Calico Solar Right of Way In Jeopardy

Last month I wrote about the Calico Solar power project because the Bureau of Land Management (BLM) granted Tessera Solar LLC permission to build a solar facility on pristine desert that Tessera never had the capacity to build in the first place, according to information put forward in legal proceedings.  Tessera Solar then sold its permission to build on 7 square miles of public land--called a "right-of-way" grant (ROW)--to a company called K Road Sun.  The BLM now considers the Calico Solar ROW to be "inoperative," and will not allow construction to proceed on the pristine desert until a new environmental analysis is completed, according to information provided by the BLM to the US District Court on 6 June.

Prototype SunCatchers in Arizona in a photo provided by the CEC.  K Road Sun would have to procure thousands of these, but the provider is not clear about its ability to build them, and is currently facing financial difficulties.
K Road Sun modified Tessera Solar's original plans to include a different mix of solar technology, but still planned to use Tessera's "SunCatcher" dishes.  The SunCatcher technology is a major sticking point --if the SunCatchers cannot be mass-produced, then the proposal to generate and sell energy from the site is hypothetical.

I cant blame the BLM for taking a more cautious approach.  BLM rushed to approve the project for Tessera Solar last year, and then watched as Tessera admitted that it could not build the SunCatchers and sold the ROW to another company.  Now K Road Sun is asking for a repeat of last year -- a speedy approval by Federal and State officials ignoring the environmental damage and the fact that SunCatcher technology poses significant hurdles to the viability of the project.

The California Energy Commission (CEC) is still attempting to accommodate the amended application despite continuing concerns about K Road Sun's ability to build the project.  

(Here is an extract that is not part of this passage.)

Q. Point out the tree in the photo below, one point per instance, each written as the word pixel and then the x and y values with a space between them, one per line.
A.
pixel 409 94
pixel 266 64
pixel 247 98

The Calico Solar power project should never have been approved in the first place.  The site is home to a thriving desert ecosystem, with dozens of endangered desert tortoises, a rare desert wildflower, and bighorn sheep.
A photo of desert blooms with much of the proposed project site in the background.  The creosote bush scrub habitat is home to a robust tortoise population, and one of the last remaining pockets of a rare desert plant known as the white-margined beardtongue.